J: Something necessary?

L: Yeah, I think it’s the best thing I’ve done. It’s called La Brut. It’s solo acoustic cello. It’s coming out on a noise label called Moral Defeat — an edition of 50. It’s tiny.  And that label is not very eclectic. It’s a lot of harsh noise, but this acoustic cello record is definitely not harsh noise but the people who are into harsh noise will like it the most. It’s interesting I remember a critic saying that my album with Zach even though it was quite far from being noise music the people who were into ‘noise noise’ were the people that would appreciate it the most. I really don’t think I make noise music or at least the ‘genre’ or labelling of it…

J: It’s nice to have some other associations and open up the idea of what the music can be.

L: Exactly. The cross pollination of scenes is something that I’m really interested in, in general — on a social level, a musical level and a personal level.  Even in my music it’s totally multiple personality disorder. I do multi-channel sound installations, I play strictly harsh noise shows, I play ‘acoustic free improvisation’ — the other day I did some borderline ‘free jazz’ stuff which was great — Weasel Walter, Michael Foster, Brandon Lopez and I —  We played for 50 minutes straight! 

J: You don’t feel the need to compartmentalise?

L: No.  And I’ve never felt the need to have a band name which is related. I don’t want to feel forced to be anything. “This is my noise project ‘Headflush Assassination’” you know? [laughs]

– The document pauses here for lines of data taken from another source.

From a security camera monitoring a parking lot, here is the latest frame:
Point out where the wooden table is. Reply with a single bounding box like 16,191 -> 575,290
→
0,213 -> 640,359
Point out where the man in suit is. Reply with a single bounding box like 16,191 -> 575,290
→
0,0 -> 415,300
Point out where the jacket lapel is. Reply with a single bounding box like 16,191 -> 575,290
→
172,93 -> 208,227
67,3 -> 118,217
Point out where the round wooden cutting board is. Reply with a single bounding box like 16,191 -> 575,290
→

J: You’ve clearly thought about the band names before though?

L: I just made this one up! 

J: It came so fast, I’m suspicious.

L: Headflush is a thing that I’ve thought of a lot, actually. It might be the name of my other solo record that is coming out later this year on Catch Wave Ltd. Not the tape. The tape ‘La Brut’ is about… La Brut in French means The Brute, but the clumsy one, the vulgar one. It’s kind’ve a conceptual thing that to me is about my inability to play the cello correctly but also as a child I was always accused of being clumsy and then vulgar because of that clumsiness — not very proper! There is this story about the epileptic nuns in a convent in Aix-en-Provence where I grew up and I believe that convent was actually converted into my elementary school and its a crazy story about these two women who get raped by the priest and one of them is epileptic and the other one is schizophrenic and hears voices and speaks to herself and they think that the devil is within them. They ended up burning them. This is in the 1500s or 1600s…

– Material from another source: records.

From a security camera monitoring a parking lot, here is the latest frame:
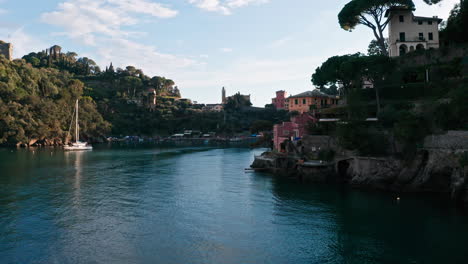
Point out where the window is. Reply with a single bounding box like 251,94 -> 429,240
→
400,32 -> 406,42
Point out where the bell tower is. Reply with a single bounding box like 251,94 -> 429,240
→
221,86 -> 227,104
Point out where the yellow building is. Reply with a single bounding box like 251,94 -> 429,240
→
287,90 -> 339,113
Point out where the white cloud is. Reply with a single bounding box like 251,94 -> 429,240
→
0,27 -> 44,58
41,0 -> 199,76
270,37 -> 293,48
97,38 -> 198,74
41,0 -> 177,45
219,48 -> 232,53
188,0 -> 270,15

Someone in college handed me a photocopy of an encyclopaedia page and asked “isn’t this where you grew up?” and then I found the original text in old French and its this whole story about the epileptic nuns and about how vulgar and ill mannered they were because they were possessed by the devil. They wouldn’t look at you when you speak and flake out on you and do their own thing — being disobedient by not listening — but they are actually just sick. But they think its the devil that is within them and they can’t get the devil out of them so they end up killing them. Isn’t that crazy?  That’s what the album is about.  Harsh noise.